Toronto school board data reveals that Black, racialized and lower-income students face significant gaps in student outcomes. 

 

 

Last summer, education researchers, community partners and teachers gathered to address such reports of inequality. One of the main issues discussed was how identity-based data helps to locate and remove systemic barriers.

The action plan for Ontario, which aims to make sure every student has the opportunity to succeed, “regardless of background, identity or personal circumstances,” includes an analysis of identity-based data.

Researchers have demonstrated that in Toronto public schools, Black, racialized and lower-income students face significant gaps in student outcomes. Other reports show gaps as high as 30 per cent on standardized test scores. Lower socioeconomic groupings of Black, Middle Eastern, Indigenous and Latino boys were among those most impacted by the achievement gap.

On top of this, racialized students feel less comfortable at school. Black, Latino and (racially) mixed students from lower socioeconomic groups reported lower levels of school satisfaction than all other racial groups. These students felt less comfortable participating in class than students in higher socioeconomic groups.

This data could help Ontario school boards not only identify issues, but also change the systems and structures that cause achievement and opportunity gaps for underserved groups of students.

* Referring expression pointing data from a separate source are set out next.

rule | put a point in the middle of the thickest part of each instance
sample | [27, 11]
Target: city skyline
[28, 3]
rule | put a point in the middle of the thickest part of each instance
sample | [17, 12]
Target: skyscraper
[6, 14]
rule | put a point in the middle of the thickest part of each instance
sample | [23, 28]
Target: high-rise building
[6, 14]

Factor in historical injustices

For decades, researchers in the United States have used identity-based data to identify achievement gaps between groups of students based on race, gender, language, ability, sexuality and other social identities.

This has not been common practice in Canada. Although some of the U.S. research has been misguided, critiques of these early reports by education scholars has been helpful.

Identity-based data is one way school boards can identify and close opportunity gaps. Banter Snaps/Unsplash

Research attention then turned to opportunity gaps. This framing considers historical structural barriers in schools that produce educational inequities. So instead of focusing on deficits in students, the research focuses on systemic issues such as economic resources, racism and embedded practices in policies.

This research shift was promising, but most discussions of opportunity gaps still fell short. They generally consider only the distribution and access to material goods within different schools, and fail to account for other opportunity gaps denied to students both inside and outside of school, including present-day and historical inequities.

Challenge traditional ways of thinking

As a former TDSB lead teacher in the Model Schools for Inner Cities (MSIC) Program designed to close gaps, and later, as a researcher who studied the MSIC program, I have some insight into how we might begin to tackle these issues in Ontario.

The MSIC program was launched in 2004 to support schools whose students faced the greatest barriers to success. My research analyzes how stakeholder groups like MSIC staff, community partners, district-level staff, school trustees and school principals in the MSIC program made sense of opportunity gaps.

I interviewed people from the stakeholder groups and analyzed program documents to gauge their understanding of the program and how their analysis shifted over a decade. Participants mostly agreed on the purpose of the program (to close opportunity gaps), but they had dramatically different ways of thinking about those gaps.

The two different approaches that emerged are affirmative versus transformative. These are categories defined in the context of international development by political theorist Nancy Fraser. The affirmative approach emphasizes fixing or saving students. This method tends to use language like “empower.”

The transformative approach focuses on addressing inequitable systemic barriers as well as challenging ways of thinking that maintain opportunity gaps. This method tends to use language like “support” and “affirm.”

These two different approaches to opportunity gaps lead to very different practices, policies and initiatives. Affirmative approaches saw students and families in the MSIC program as “in need,” while positioning the program as the “saviour.”

Transformative approaches positioned the program as temporary support that aimed to work itself out of existence. Underserved communities were understood to have abundant social, political and cultural resources and agency to ensure their children’s success.

Affirm identities

Affirmative approaches work to ensure all students have access to the same experiences and material goods. Equal access to nutrition, technology and health services is also essential in transformative approaches. However, a transformative approach believes opportunity gaps are not fixed by just providing equal resources. Programs should also work to affirm students’ identities.

In other words, schools should develop curriculum, field trips and extracurricular activities based on the students’ lived experiences, interests and aspirations. Injustices can be addressed by the redistribution of goods, but recognition and representation matter as well.

Affirmative approaches provide parents with opportunities to network, learn about parenting and build workforce skills within the confines of board structures.

Transformative approaches work with parents and caregivers to advocate for their rights and navigate the educational system to support their children.

Teach students to engage critically

Affirmative approaches are related to the purpose of achieving excellence, in teaching and learning, generally in the form of standardized test scores.

Transformative approaches view equity as a prerequisite for excellence, but excellence is not the main point of education. The main point is to support students in engaging critically in a democratic society.

As Ontario school boards begin their project of collecting identity-based data, and as the boards work towards closing the achievement and opportunity gaps, policy-makers and school leaders will need to focus on transformative approaches. Their work needs to understand the relationships between historical injustices and student achievement, engagement and well-being today.